While some pension and registered investment plans are not subject to a deemed disposition upon leaving Canada, there is some question as to how you should treat those investments when you are planning to retire elsewhere. It may be possible to structure your cash flow for optimal tax efficiency. For instance, in the U.S., a portion of your RRSP income may not be taxable. As a U.S. resident, you would have to pay a 25% withholding tax to the Canadian government when you withdraw money from your RRSP, which may still be less than you would pay in taxes by making similar withdrawals in Canada. Furthermore, the withholding tax may be reduced to 15% if you have a RRIF and take no more than two times your minimum RRIF payment each year. If you do not take sufficient steps to sever residential ties with Canada, the Canada Revenue Agency (CRA) may still consider you a Canadian resident, subject to taxation on worldwide income. Be aware, however, that severing your residential ties with Canada is not as straightforward as it may sound. It may entail giving up your home, cottage or other ties. Be sure to get advice from a tax professional wel lin advance. Medical coverage is another concern. Canada’s system of providing basic medical coverage to all of its citizens is not available in all countries. Given the enormous cost of medical services in the U.S., it is critical to obtain private health coverage.
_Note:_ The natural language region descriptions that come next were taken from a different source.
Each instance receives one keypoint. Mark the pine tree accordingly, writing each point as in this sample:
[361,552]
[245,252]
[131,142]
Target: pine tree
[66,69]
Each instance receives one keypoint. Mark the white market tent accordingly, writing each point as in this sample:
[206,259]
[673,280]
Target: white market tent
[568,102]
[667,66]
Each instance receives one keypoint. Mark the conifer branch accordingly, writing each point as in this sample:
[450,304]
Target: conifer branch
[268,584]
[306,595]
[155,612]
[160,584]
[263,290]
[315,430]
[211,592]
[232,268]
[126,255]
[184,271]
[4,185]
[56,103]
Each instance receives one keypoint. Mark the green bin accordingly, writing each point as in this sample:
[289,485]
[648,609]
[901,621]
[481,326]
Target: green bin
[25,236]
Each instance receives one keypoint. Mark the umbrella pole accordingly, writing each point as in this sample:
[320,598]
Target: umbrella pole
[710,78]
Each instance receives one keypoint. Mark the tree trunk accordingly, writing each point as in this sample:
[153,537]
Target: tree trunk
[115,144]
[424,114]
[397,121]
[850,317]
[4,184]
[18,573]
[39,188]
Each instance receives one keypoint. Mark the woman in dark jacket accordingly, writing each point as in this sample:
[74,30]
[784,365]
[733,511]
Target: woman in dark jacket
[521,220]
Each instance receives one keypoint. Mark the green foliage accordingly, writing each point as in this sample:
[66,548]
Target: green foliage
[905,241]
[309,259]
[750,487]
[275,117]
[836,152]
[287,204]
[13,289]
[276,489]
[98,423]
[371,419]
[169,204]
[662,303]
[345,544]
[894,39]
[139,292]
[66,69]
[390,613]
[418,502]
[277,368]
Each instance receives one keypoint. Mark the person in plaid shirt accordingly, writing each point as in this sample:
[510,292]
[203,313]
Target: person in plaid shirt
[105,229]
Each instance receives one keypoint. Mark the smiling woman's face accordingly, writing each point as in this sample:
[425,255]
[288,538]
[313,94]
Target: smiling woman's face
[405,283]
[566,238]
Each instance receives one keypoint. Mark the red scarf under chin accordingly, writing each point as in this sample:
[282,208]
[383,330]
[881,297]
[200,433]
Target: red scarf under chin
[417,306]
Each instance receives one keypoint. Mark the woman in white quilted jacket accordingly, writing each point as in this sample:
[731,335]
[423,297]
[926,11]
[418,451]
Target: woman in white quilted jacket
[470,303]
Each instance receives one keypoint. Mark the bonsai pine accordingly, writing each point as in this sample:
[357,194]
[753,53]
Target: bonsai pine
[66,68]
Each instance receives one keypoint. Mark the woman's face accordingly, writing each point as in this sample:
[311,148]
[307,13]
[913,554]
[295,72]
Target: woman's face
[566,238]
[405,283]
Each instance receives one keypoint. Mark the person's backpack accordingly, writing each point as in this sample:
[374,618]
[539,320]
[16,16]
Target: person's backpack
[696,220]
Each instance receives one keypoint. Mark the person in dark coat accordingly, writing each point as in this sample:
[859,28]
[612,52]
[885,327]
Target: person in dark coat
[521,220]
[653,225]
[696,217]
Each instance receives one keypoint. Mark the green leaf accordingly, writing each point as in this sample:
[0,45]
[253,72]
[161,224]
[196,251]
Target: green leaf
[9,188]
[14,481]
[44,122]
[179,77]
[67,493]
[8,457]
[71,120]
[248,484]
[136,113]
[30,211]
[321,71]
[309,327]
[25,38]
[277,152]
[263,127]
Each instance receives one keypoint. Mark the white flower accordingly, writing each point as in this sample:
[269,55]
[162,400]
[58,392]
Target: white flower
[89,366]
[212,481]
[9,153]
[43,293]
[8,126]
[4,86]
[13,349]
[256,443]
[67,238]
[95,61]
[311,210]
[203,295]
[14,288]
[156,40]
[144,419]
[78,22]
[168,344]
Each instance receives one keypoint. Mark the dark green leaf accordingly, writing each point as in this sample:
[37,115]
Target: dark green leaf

Depending on your age and health, the premiums on this insurance could be significant. The best way to ensure that your move outside Canada lives up to your expectations is to plan in advance.

Is it the right decision?

For a kinder climate and lower taxes, leaving Canada holds a certain appeal for many people. But, it can be a difficult move psychologically — especially if you are leaving family behind. What many non-residents miss is the sense of community that they had in Canada, with family and friends nearby. They never feel truly ‘at home’ in their new country. Language may be a barrier. In other cases, political instability is — or becomes — a concern. Changing your mind can be costly both from a financial and emotional perspective. That’s why it’s so important to be sure it’s the right move, before you sever ties with Canada. One of the most effective strategies is to stay for an extended period in your prospective community. Try to stay for a few months at different times of the year, so you get a sense of your new environment in all seasons. This will also give you plenty of opportunity to begin building social ties to your new community. But before doing so, it’s wise to speak with a tax professional. Certain time limits for your departure may apply, which could have tax implications.